5 Ways to Create a Personalized User Experience
SaaS products are masters at multitasking. A single CRM or email marketing app might serve startups and enterprises, UX designers and product managers, visual learners, and kinesthetic learners. No two users are the same, so why should their onboarding be? Persona-based onboarding dials into the needs of users and delivers a personalized user experience for each customer segment throughout the user journey. And this personalized approach works!
In this post from our friends at Candu, you’ll learn how to take a personalized approach to boost your user experience. Like Userpilot, Candu is a no-code, drop-and-drag editor for SaaS – perfect for all your UX creation needs.
80% of consumers are more likely to do business with a company that offers a personalized user experience. Even better, 80% of companies report an uplift after implementing personalization.
Although it takes a little extra work in terms of building personas and creating UX variations, the payoff is an engaged user base that finds value in your product from the get-go. Let’s take a look at how it’s done.
How to collect data to create a personalized user experience?
A persona is so much more than a job role! It takes into account personality traits, company size, geographic location, technical aptitude, and more. Create a micro survey to ask your users the questions that matter most to you and your targeting capabilities. Integromat, for instance, asks customers about the other apps they use, while Kontentino focuses on use cases.
Include these persona-driven questions on your signup form to ensure you get the data you need. According to Accenture, 83% of consumers are willing to share their data for a more personalized user experience. Just don’t take advantage of your users’ goodwill: Keep questions brief and your micro survey short to avoid churn.
6 examples of personalized onboarding
Once you know who your users are and what makes them tick, you can build personas representing your typical customers. Then it’s time to personalize your onboarding to suit each persona. Let’s take a look at a few SaaS companies that are doing it well.

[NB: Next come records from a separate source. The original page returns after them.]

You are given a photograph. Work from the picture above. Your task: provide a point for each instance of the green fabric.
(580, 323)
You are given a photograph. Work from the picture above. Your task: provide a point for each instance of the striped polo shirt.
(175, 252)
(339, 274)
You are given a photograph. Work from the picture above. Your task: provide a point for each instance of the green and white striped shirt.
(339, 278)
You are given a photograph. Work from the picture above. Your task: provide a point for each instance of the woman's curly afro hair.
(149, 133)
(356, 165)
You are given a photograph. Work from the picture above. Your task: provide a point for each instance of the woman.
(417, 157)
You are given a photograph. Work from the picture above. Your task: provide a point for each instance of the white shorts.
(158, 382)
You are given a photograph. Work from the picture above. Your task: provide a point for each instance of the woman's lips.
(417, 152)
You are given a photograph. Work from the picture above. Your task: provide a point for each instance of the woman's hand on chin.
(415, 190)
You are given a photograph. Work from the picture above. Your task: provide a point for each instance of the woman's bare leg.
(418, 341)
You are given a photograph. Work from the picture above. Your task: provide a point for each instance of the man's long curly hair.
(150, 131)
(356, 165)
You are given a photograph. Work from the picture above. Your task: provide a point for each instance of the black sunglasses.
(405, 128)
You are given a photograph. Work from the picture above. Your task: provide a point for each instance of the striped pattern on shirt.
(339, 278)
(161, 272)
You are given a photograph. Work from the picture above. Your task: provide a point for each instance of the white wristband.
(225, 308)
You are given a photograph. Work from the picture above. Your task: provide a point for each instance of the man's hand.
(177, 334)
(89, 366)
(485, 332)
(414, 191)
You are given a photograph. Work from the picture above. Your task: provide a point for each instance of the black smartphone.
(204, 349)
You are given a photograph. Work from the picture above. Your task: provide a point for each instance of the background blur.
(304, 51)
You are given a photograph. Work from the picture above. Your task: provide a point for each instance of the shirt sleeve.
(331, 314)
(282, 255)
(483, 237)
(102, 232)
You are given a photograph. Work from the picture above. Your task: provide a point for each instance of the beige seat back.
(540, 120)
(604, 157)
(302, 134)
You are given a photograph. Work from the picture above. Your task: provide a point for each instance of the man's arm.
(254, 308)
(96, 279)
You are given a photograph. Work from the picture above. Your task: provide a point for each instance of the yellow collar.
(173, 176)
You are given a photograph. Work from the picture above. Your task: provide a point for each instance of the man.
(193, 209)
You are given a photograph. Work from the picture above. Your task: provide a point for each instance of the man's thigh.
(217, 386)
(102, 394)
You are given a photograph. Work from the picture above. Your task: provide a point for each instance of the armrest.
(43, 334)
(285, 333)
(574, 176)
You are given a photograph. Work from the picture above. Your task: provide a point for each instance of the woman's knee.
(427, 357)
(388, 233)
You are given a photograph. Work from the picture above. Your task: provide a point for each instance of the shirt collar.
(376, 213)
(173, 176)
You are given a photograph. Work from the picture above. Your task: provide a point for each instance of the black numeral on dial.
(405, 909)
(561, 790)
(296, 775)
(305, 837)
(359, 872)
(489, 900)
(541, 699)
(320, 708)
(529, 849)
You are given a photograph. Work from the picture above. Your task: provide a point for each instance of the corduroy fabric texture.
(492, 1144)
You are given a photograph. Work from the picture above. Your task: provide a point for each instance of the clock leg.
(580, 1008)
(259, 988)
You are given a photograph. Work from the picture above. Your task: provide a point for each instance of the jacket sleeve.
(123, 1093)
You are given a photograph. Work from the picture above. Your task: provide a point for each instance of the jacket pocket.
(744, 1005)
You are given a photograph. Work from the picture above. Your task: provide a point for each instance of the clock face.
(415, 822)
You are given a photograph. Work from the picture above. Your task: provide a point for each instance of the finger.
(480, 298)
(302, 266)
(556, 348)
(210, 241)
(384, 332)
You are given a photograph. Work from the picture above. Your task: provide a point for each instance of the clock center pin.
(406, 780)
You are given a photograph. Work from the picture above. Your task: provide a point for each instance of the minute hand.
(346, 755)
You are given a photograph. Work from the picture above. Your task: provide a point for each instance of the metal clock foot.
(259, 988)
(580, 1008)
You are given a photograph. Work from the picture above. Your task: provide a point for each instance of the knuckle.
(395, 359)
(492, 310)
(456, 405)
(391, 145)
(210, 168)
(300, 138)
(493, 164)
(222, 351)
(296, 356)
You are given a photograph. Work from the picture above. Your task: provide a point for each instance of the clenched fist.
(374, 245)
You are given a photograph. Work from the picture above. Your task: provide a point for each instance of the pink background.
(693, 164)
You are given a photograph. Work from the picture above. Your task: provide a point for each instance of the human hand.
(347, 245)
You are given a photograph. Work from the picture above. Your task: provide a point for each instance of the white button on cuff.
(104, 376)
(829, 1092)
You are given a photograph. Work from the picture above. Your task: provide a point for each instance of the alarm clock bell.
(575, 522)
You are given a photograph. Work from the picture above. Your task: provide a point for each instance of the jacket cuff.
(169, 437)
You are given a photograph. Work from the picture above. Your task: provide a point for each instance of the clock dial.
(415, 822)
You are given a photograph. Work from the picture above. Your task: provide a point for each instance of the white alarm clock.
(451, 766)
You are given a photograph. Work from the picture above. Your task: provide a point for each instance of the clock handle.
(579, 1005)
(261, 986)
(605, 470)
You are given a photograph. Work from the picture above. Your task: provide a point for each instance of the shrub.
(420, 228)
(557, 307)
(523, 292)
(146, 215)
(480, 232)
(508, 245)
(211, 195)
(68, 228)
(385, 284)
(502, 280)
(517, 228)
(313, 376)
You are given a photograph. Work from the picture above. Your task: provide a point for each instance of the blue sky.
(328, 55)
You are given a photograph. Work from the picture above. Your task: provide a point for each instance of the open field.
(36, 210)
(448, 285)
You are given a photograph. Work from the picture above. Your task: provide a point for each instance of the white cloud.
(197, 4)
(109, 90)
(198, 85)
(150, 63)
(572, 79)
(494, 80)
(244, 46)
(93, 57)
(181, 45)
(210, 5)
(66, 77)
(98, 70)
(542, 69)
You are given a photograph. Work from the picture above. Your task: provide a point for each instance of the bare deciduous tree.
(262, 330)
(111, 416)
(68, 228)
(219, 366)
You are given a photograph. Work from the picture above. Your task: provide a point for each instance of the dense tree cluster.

#1. Customer success stories
Proven results from your customers — whether in the form of short testimonials or complete case studies — are a powerful sales tool, but they only work if they’re relevant! An HR manager doesn’t want to read about how a developer uses your product, and vice versa.
Xero, an accounting software with a broad user base, allows users to select an industry before it displays relevant customer stories.
But, if you’ve already collected user data, you can do one better by automatically displaying relevant testimonials and case studies within your app. Segment by use case, job role, or geography, and display only the customer success stories that will really resonate.
#2. Product tours
Some users know what they’re doing and others… not so much. Use your onboarding to determine who has prior knowledge that will aid them in your product and who could use a little extra help. Then customize the onboarding experience to meet the customer’s needs.
Convertkit, for instance, finds out whether its customers have used email marketing software before and then tailors its import instructions based on a user’s previous provider.
Users get all of the information they need and none they don’t, saving everyone time and frustration.
Userpilot is a powerful tool for creating complex, branching logic flows, and it’s the magic behind these ConvertKit import instructions.
Postfity, a social media scheduling tool, uses personalized slideouts built-in Userpilot to target the user who gave some negative feedback about e.g. a missing feature, once the feature in question is released:
Tools like Userpilot make it super easy to build such personalized user experiences – since creating them is completely code-free and can be done with a visual builder:
#3. Feature recommendations & template suggestions
Here’s an area that’s ripe for customization! Just a single question at signup about your customers’ potential use cases, and you have all the information you need to recommend helpful features and templates.
Zapier builds the question into its signup process by asking about favorite apps, much like Integromat. Then Zapier takes it one step further by telling users that they’ll receive personalized workflow recommendations based on their answers.
When customers know they’ll be deriving value from the information they provide, they’re all the more likely to answer your questions. And personalized recommendations will help get users to that “Aha!” moment faster.
#4. Account manager
Every user deserves personalized support when they run into an issue, but some accounts are more deserving of your time and resources. At Candu, we reserve the big guns for big accounts. Enterprise customers get direct access to Georgia, our Head of Customer, while free trial users get a more generic “Contact Support” form.
Linking up different accounts with different account managers lets you connect users to the right support person with the right level of expertise. You can also segment by geographic location to connect users with local account managers who will help move them through the funnel.
#5. Upgrade CTAs
Hitting users with the upsell too soon can be a major turnoff. When it comes to upgrading prompts, use personalization to filter out new users who might feel harassed, and focus on those who have already experienced your product’s value.
Spotify waits until just the right moment to push an upgrade — when listeners have used up their six free song skips. Presumably, these users have already spent enough time in the app to understand the value of upgrading, and Spotify reaches them at the precise moment when they need the upgrade to continue experiencing that value.
Take advantage of your product’s premium features to determine when users are most receptive to upgrading, and personalize your CTAs to reach out to them with the right message at the right time.
Conclusion
To sum up – a personalized user experience can help your SaaS achieve a number of business objectives, at a much lower cost than most companies expect. With code-free tools like Candu or Userpilot, you can add elements of personalization to both your native UI and in-app experiences, as well as your website, in a fraction of the time it would take to custom-code them.